[racket] Breaks always go to main thread?
That sounds very cool! If you can maybe keep some amount of model/view
abstraction going maybe we could get that into drr?
Robby
On Thursday, March 19, 2015, Greg Hendershott <greghendershott at gmail.com>
wrote:
> Thank you, Robby.
>
> > Another approach that you might want to try is to catch the "c:c;c:c"
> > at the emacs level and instead of turning that into SIGINT (or
> > whatever signal it is) send an explicit message across to the "(sync
> > never-evt)" code that tells it to break the user's program's thread.
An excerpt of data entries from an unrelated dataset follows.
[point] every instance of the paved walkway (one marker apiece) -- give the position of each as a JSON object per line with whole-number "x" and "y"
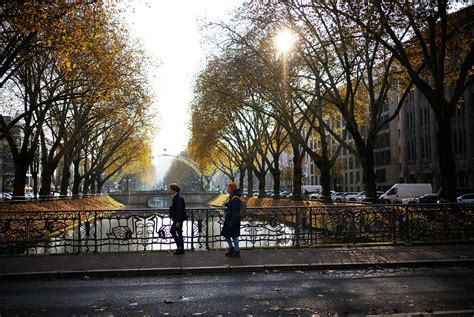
{"x": 193, "y": 262}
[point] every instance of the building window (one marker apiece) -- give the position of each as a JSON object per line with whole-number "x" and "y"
{"x": 422, "y": 147}
{"x": 380, "y": 176}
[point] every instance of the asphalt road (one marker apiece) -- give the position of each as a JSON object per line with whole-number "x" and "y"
{"x": 347, "y": 292}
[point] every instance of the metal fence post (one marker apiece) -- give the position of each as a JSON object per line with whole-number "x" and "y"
{"x": 207, "y": 229}
{"x": 79, "y": 241}
{"x": 95, "y": 231}
{"x": 192, "y": 230}
{"x": 27, "y": 232}
{"x": 408, "y": 220}
{"x": 311, "y": 225}
{"x": 297, "y": 230}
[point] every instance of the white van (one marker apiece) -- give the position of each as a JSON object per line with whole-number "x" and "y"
{"x": 309, "y": 189}
{"x": 398, "y": 192}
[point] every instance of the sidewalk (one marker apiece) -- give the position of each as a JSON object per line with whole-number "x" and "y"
{"x": 195, "y": 262}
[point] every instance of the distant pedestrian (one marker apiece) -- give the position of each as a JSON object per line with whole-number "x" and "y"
{"x": 178, "y": 216}
{"x": 231, "y": 228}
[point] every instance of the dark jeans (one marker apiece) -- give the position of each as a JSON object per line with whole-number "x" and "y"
{"x": 177, "y": 234}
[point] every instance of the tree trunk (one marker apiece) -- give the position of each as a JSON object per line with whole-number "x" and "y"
{"x": 100, "y": 183}
{"x": 21, "y": 168}
{"x": 276, "y": 173}
{"x": 66, "y": 175}
{"x": 77, "y": 178}
{"x": 297, "y": 172}
{"x": 47, "y": 178}
{"x": 241, "y": 179}
{"x": 368, "y": 174}
{"x": 325, "y": 169}
{"x": 34, "y": 175}
{"x": 93, "y": 182}
{"x": 447, "y": 164}
{"x": 250, "y": 181}
{"x": 261, "y": 184}
{"x": 86, "y": 185}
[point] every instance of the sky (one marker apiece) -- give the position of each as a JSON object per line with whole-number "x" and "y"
{"x": 169, "y": 32}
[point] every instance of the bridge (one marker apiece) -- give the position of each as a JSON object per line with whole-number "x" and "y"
{"x": 147, "y": 198}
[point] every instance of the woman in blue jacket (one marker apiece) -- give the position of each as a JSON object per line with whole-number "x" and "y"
{"x": 231, "y": 229}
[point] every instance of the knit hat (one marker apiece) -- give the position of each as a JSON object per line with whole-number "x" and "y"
{"x": 232, "y": 186}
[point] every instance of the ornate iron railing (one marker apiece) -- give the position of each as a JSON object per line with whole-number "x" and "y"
{"x": 47, "y": 232}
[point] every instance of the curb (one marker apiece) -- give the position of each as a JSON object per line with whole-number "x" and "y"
{"x": 86, "y": 274}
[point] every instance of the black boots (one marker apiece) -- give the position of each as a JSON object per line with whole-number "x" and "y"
{"x": 179, "y": 251}
{"x": 235, "y": 254}
{"x": 231, "y": 251}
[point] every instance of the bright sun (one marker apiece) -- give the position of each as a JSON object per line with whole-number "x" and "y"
{"x": 284, "y": 41}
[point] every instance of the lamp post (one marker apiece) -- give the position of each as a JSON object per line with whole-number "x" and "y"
{"x": 284, "y": 41}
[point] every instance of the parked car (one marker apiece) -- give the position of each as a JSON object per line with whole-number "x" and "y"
{"x": 377, "y": 194}
{"x": 427, "y": 199}
{"x": 466, "y": 199}
{"x": 318, "y": 196}
{"x": 7, "y": 196}
{"x": 399, "y": 193}
{"x": 356, "y": 197}
{"x": 339, "y": 197}
{"x": 306, "y": 190}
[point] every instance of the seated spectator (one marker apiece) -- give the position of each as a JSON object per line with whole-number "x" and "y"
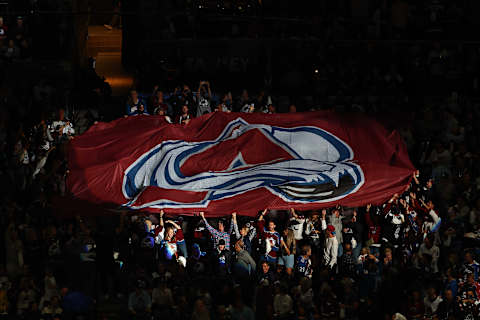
{"x": 204, "y": 98}
{"x": 431, "y": 302}
{"x": 185, "y": 116}
{"x": 266, "y": 274}
{"x": 158, "y": 104}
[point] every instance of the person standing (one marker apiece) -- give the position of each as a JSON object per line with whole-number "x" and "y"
{"x": 330, "y": 250}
> > This is closer to what DrRacket does and it has the advantage that you
> > can still use the raw breaks to debug racket mode, should the need
> > arise (I find this very useful when debugging drracket -- but no one
> > expects a control-c to drracket to turn into breaking the program
> > running inside drr!)
>
> That's a good idea, too. Thanks!
>
>
> Speaking of breaks and deubgging: I have a `debugger` branch (pushed to
> GitHub, but not ready to be merged to master) with an experimental
> debugger. It uses the annotations from gui-debugger, which was a huge
> head start.
>
> Instead of a separate watch window, it draws top-level and local binding
> values directly in the source code buffer (somewhat like Light Table?).
>
> On my first pass, I was thinking of debugging as a Special Mode you're
> in, during which you break and resume etc., and then you exit. That
> worked OK, but it was too modal and "too special".
>
> So on my second (current) pass, you're in a special mode only while
> you're at a breakpoint. And it's less special in the bad sense: Now
> there's a full REPL available, extended with some debugging commands for
> Emacs commands to use (or you could type them directly as a human). A
> couple of the comamnds like ,(go) or ,(step) exit the special REPL and
> resume execution; others don't.
>
> And it's a normal REPL to eval code, not just for commands. In addition
> to entering the module namespace, for read/write access to top-level
> bindings, the prompt-read handler wraps your input in a let-syntax
> mapping all local bound identifiers to set!-transformers. So you can
> play with them interactively at the REPL. e.g.
>
> DEBUG:foot.rkt> (set! some-local (add1 some-local))
>
> And so on, and eventually resume with those values in effect.
>
> Currently you can break only via breakpoints (although there are various
> flavors of these, including skip-N breakpoints, run-to-cursor, and so
> on). I also want to support breaking as a result of:
>
> 1. A statement you could put in your source (like `debug` in Elisp, or
> `pry`, or whatever).
>
> 2. exn:break, although I'm not yet sure how that will work.
>
> It's been fun to work on so far, although I'm scared I don't know what I
> don't know, and there are probably huge gaping holes.